Eaton Corp.

Dec. 21, 2004
An old giant takes a new path to compete in the communications economy.

It seems like a simple enough task. Take over the leadership reins at a $6 billion well-established industrial giant that has an enviable reputation for quality and whose customers rank among the world's largest industrial giants. But that's not the way Stephen R. Hardis saw it when he was asked nearly four years ago to become CEO and chairman of Eaton Corp., a maker of truck transmissions, engine components, automotive switches, electronic controls, and hydraulic products. "The soul-searching we did . . . led to a conclusion that [the board of directors and I] all shared," says Hardis, who became CEO in September 1995 and chairman four months later. "We felt that we had [been] on the defensive for the [last] 15 years, that we had narrowed our focus, thought in defensive terms, been too risk-averse and that we had not been proactive enough in undertaking growth initiatives." Hardis believed Eaton had to address two questions: How could it achieve annual sustainable earnings growth of 10% when the end markets where it sold its products had an average growth of 3% to 4%? How could it change in order to compete in a communications-driven economy that lets customers shop anywhere for the best package of value, design, quality, shipment, and price? His three-pronged solution: focus Eaton on growth, take a new approach to R&D, and stay only in markets where it can be a leader. "The only way you can make an acceptable return," argues Hardis, "is with the physical scale that comes with leadership in markets. Either be leaders or get out of the business." With that, Hardis turned Eaton into an almost $9 billion company focused on industrial controls, automotive components, and hydraulics. Under his leadership, Eaton has acquired more than 16 companies with combined sales of $3 billion and, when the engineered-fasteners and fluid-power divisions that now are for sale are divested, they will have sold five units with $1.8 billion of sales. Hardis' biggest moves:

  • Acquiring $2.1 billion Aeroquip-Vickers Inc. in April to create a $1.5 billion hydraulics business.
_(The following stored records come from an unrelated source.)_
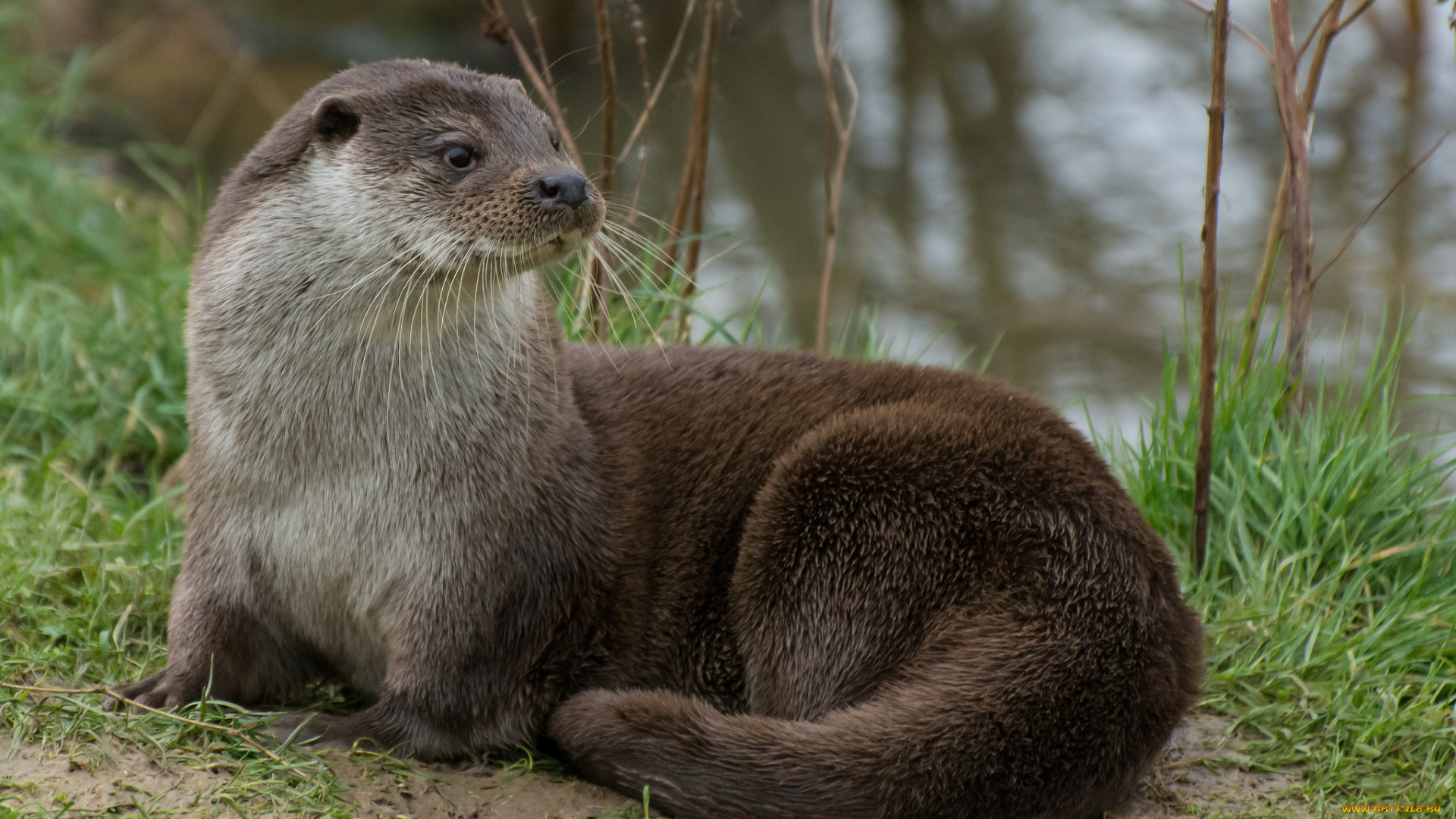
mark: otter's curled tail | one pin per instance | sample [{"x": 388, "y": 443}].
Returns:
[{"x": 1002, "y": 720}]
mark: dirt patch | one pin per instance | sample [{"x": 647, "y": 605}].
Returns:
[
  {"x": 1200, "y": 774},
  {"x": 1203, "y": 774},
  {"x": 107, "y": 777},
  {"x": 386, "y": 790}
]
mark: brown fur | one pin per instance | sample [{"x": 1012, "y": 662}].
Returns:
[{"x": 761, "y": 583}]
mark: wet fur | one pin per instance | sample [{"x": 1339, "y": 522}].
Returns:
[{"x": 762, "y": 583}]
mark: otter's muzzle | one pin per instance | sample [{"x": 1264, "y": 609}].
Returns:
[{"x": 560, "y": 191}]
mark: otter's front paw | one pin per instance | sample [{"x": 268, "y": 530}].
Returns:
[
  {"x": 324, "y": 730},
  {"x": 162, "y": 689}
]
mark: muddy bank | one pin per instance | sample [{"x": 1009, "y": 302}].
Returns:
[{"x": 1200, "y": 774}]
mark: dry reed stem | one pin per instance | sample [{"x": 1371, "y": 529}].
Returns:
[
  {"x": 1296, "y": 137},
  {"x": 661, "y": 80},
  {"x": 1327, "y": 27},
  {"x": 1207, "y": 286},
  {"x": 117, "y": 695},
  {"x": 1388, "y": 194},
  {"x": 609, "y": 123},
  {"x": 497, "y": 28},
  {"x": 837, "y": 130},
  {"x": 1239, "y": 30},
  {"x": 639, "y": 38},
  {"x": 695, "y": 171}
]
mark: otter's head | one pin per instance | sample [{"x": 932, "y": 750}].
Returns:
[{"x": 413, "y": 164}]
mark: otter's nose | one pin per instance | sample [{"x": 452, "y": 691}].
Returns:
[{"x": 560, "y": 191}]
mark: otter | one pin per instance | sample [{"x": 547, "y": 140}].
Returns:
[{"x": 764, "y": 585}]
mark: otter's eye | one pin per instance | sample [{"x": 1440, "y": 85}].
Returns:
[{"x": 460, "y": 158}]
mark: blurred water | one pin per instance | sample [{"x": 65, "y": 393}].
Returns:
[{"x": 1025, "y": 172}]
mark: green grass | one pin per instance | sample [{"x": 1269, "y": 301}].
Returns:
[{"x": 1329, "y": 594}]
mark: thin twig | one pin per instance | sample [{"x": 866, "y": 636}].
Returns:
[
  {"x": 698, "y": 155},
  {"x": 1354, "y": 15},
  {"x": 1296, "y": 137},
  {"x": 601, "y": 260},
  {"x": 497, "y": 28},
  {"x": 1329, "y": 28},
  {"x": 639, "y": 37},
  {"x": 1207, "y": 286},
  {"x": 1388, "y": 194},
  {"x": 1241, "y": 31},
  {"x": 117, "y": 695},
  {"x": 837, "y": 131},
  {"x": 661, "y": 80}
]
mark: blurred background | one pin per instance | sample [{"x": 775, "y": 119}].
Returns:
[{"x": 1024, "y": 174}]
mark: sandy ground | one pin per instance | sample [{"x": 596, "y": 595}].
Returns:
[{"x": 1200, "y": 774}]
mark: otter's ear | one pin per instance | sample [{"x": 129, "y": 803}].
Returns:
[{"x": 335, "y": 120}]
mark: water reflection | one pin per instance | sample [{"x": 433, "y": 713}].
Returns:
[{"x": 1022, "y": 169}]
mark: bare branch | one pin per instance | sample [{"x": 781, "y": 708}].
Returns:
[
  {"x": 495, "y": 27},
  {"x": 1296, "y": 137},
  {"x": 661, "y": 80},
  {"x": 839, "y": 127},
  {"x": 1207, "y": 286},
  {"x": 1388, "y": 194},
  {"x": 1241, "y": 31}
]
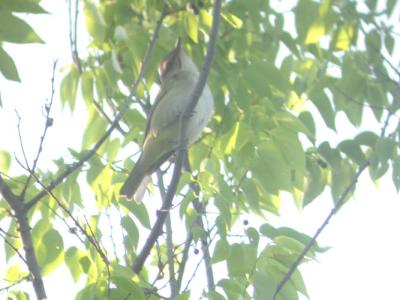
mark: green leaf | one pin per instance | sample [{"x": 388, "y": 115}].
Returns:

  • Swapping its gear and axle business -- on which Eaton's predecessor company was founded in 1911 by J.O. Eaton and two others -- for Dana Corp.'s clutch business in 1998.
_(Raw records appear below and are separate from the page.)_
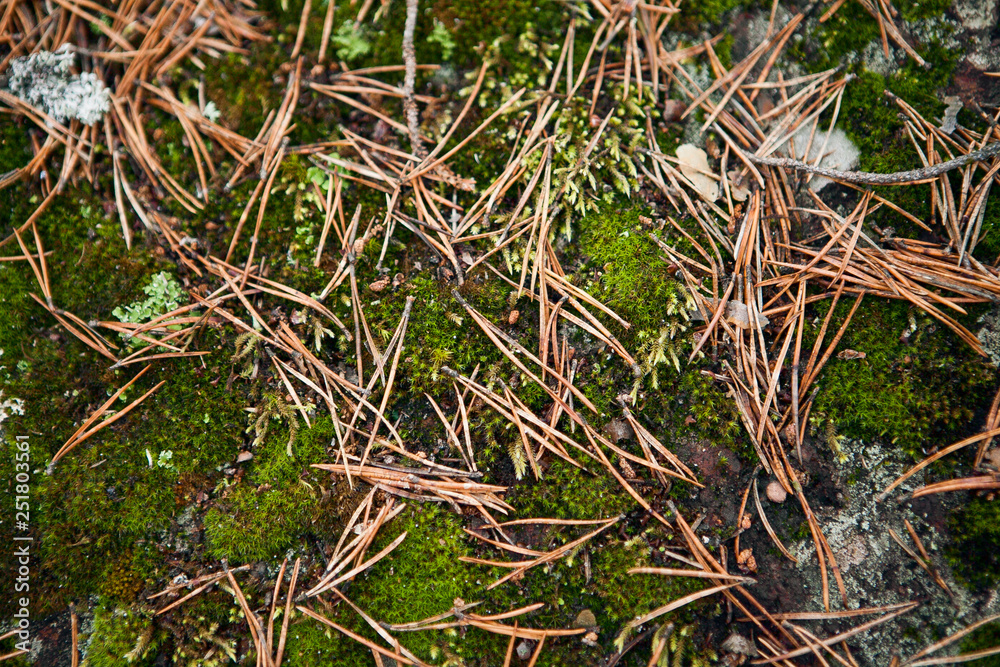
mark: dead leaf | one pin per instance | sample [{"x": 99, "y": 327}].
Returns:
[{"x": 694, "y": 166}]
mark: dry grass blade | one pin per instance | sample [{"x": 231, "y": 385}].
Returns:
[
  {"x": 84, "y": 432},
  {"x": 934, "y": 457},
  {"x": 697, "y": 574},
  {"x": 847, "y": 634},
  {"x": 977, "y": 483},
  {"x": 401, "y": 659},
  {"x": 520, "y": 567}
]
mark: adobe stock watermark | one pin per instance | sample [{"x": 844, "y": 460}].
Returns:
[{"x": 21, "y": 543}]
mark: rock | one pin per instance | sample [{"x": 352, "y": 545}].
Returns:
[{"x": 775, "y": 492}]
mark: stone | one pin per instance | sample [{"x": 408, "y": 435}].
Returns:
[{"x": 775, "y": 492}]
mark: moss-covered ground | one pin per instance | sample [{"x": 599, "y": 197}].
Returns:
[{"x": 161, "y": 493}]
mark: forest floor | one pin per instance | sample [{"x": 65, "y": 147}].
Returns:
[{"x": 483, "y": 333}]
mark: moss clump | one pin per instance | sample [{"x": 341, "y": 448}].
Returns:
[
  {"x": 121, "y": 636},
  {"x": 625, "y": 270},
  {"x": 975, "y": 529},
  {"x": 568, "y": 493},
  {"x": 910, "y": 387}
]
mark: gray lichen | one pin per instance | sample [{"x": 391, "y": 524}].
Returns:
[{"x": 45, "y": 80}]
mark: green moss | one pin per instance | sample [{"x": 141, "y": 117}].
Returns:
[
  {"x": 985, "y": 637},
  {"x": 625, "y": 270},
  {"x": 975, "y": 530},
  {"x": 122, "y": 636},
  {"x": 568, "y": 493},
  {"x": 928, "y": 387},
  {"x": 250, "y": 524}
]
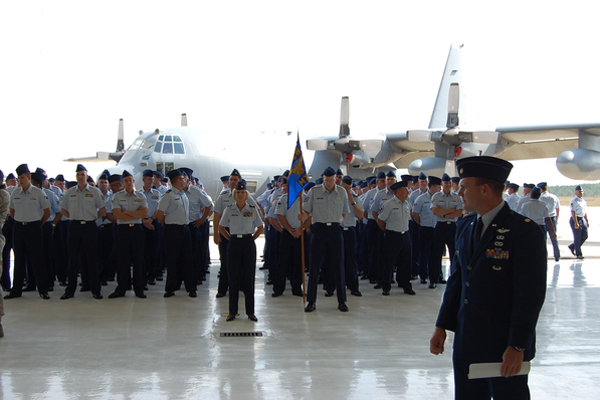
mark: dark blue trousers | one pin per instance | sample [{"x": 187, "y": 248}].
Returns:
[
  {"x": 327, "y": 246},
  {"x": 514, "y": 388}
]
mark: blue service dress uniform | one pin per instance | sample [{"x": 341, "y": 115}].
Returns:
[
  {"x": 493, "y": 297},
  {"x": 241, "y": 253},
  {"x": 129, "y": 243},
  {"x": 82, "y": 240}
]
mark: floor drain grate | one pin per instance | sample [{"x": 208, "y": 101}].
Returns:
[{"x": 241, "y": 334}]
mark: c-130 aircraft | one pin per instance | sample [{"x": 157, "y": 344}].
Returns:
[{"x": 433, "y": 150}]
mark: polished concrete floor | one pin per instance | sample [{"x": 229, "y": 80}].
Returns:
[{"x": 158, "y": 348}]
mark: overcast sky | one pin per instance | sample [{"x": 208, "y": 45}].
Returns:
[{"x": 71, "y": 69}]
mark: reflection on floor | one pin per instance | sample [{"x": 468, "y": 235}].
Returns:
[{"x": 158, "y": 348}]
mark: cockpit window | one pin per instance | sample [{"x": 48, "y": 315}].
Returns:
[{"x": 169, "y": 144}]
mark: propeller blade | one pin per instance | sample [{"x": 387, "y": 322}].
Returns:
[
  {"x": 121, "y": 137},
  {"x": 486, "y": 137},
  {"x": 419, "y": 135},
  {"x": 369, "y": 145},
  {"x": 345, "y": 117},
  {"x": 317, "y": 144}
]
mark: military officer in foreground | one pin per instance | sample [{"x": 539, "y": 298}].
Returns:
[
  {"x": 497, "y": 286},
  {"x": 30, "y": 209},
  {"x": 173, "y": 213},
  {"x": 83, "y": 205},
  {"x": 579, "y": 222},
  {"x": 129, "y": 207},
  {"x": 328, "y": 205},
  {"x": 393, "y": 220}
]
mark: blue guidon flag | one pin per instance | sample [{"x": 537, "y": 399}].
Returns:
[{"x": 298, "y": 177}]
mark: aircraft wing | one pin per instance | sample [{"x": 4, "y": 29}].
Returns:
[
  {"x": 100, "y": 156},
  {"x": 532, "y": 142}
]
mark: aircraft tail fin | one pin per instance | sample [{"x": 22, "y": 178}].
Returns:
[
  {"x": 121, "y": 137},
  {"x": 452, "y": 77}
]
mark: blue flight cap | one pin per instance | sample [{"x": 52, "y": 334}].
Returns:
[
  {"x": 398, "y": 185},
  {"x": 38, "y": 177},
  {"x": 22, "y": 169},
  {"x": 115, "y": 178},
  {"x": 241, "y": 185},
  {"x": 189, "y": 172},
  {"x": 329, "y": 171},
  {"x": 434, "y": 180},
  {"x": 487, "y": 167}
]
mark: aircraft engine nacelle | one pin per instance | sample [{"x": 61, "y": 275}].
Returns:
[
  {"x": 579, "y": 164},
  {"x": 429, "y": 165}
]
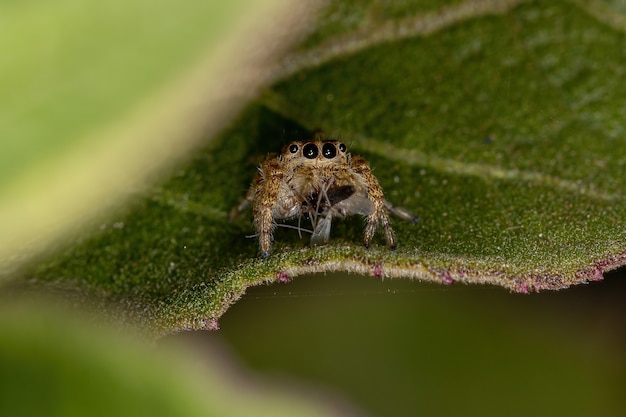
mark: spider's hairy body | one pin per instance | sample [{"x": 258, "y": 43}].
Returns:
[{"x": 318, "y": 180}]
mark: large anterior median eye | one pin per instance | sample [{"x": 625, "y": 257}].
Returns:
[
  {"x": 310, "y": 151},
  {"x": 329, "y": 151}
]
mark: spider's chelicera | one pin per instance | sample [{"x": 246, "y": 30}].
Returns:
[{"x": 317, "y": 180}]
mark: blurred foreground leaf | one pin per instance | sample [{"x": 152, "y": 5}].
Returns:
[
  {"x": 97, "y": 97},
  {"x": 54, "y": 365},
  {"x": 499, "y": 123}
]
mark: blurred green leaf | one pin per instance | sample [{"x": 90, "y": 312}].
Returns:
[
  {"x": 499, "y": 123},
  {"x": 55, "y": 365},
  {"x": 97, "y": 98}
]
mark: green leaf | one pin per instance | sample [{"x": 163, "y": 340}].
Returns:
[
  {"x": 98, "y": 98},
  {"x": 500, "y": 124},
  {"x": 53, "y": 364}
]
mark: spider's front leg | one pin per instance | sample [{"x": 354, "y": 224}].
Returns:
[
  {"x": 375, "y": 194},
  {"x": 266, "y": 191}
]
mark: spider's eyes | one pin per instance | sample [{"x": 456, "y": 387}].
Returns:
[
  {"x": 310, "y": 151},
  {"x": 329, "y": 150}
]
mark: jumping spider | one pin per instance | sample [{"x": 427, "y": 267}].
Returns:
[{"x": 317, "y": 180}]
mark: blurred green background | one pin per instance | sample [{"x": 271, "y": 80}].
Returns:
[{"x": 400, "y": 348}]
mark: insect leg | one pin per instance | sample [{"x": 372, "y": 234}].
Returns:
[
  {"x": 400, "y": 212},
  {"x": 266, "y": 190},
  {"x": 375, "y": 194}
]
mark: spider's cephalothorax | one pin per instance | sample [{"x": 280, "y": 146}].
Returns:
[{"x": 318, "y": 180}]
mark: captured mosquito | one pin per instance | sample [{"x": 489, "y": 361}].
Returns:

Eaton is "better focused on businesses that have above-average prospects than it ever has been," says Richard Henderson, analyst at the Pershing division of Donaldson Lufkin & Jenrette in Jersey City, N.J. At the same time, Hardis has increased R&D spending by more than 50%. Eaton, he says, now is "looking where the really big opportunities are, as opposed to spending a little bit of money on a lot of projects. "Our analysis showed that . . . we had to spend more on new-product development and that we had to spend more on taking our strong North American businesses into those parts of the world that were beginning to industrialize," says Hardis. "Eaton had done an extraordinary job of defending its markets against overseas competition, but we hadn't grown the business well" in those markets. That has changed. Since Hardis took over, Eaton has started four joint ventures -- two in China, and one each in South Korea and Argentina, and built six non-U.S. plants -- two in Poland and one each in China, South Korea, Mexico, and Brazil. Importantly, Hardis understands better than any previous Eaton leader how electronics is changing Eaton's old-line markets. "Our most significant opportunity -- and, at the same time, our most significant challenge," he says, "will be our ability" to incorporate electronic logic in order to enhance the functionality of Eaton's products. Why? Not only does it give Eaton an opportunity to grow faster than its end markets, says Hardis, but it provides an opportunity to develop new market and product areas that "could become a very fertile path to sustainable earnings growth. It offers us the possibility in the next five or 10 years of really reshaping the kinds of products and services that we bring to market. We could become a very different company. "We approach [that task] with a great sense of urgency," says Hardis. "If we don't do that successfully, that market need will be met by someone who can threaten the market positions of someone like Eaton."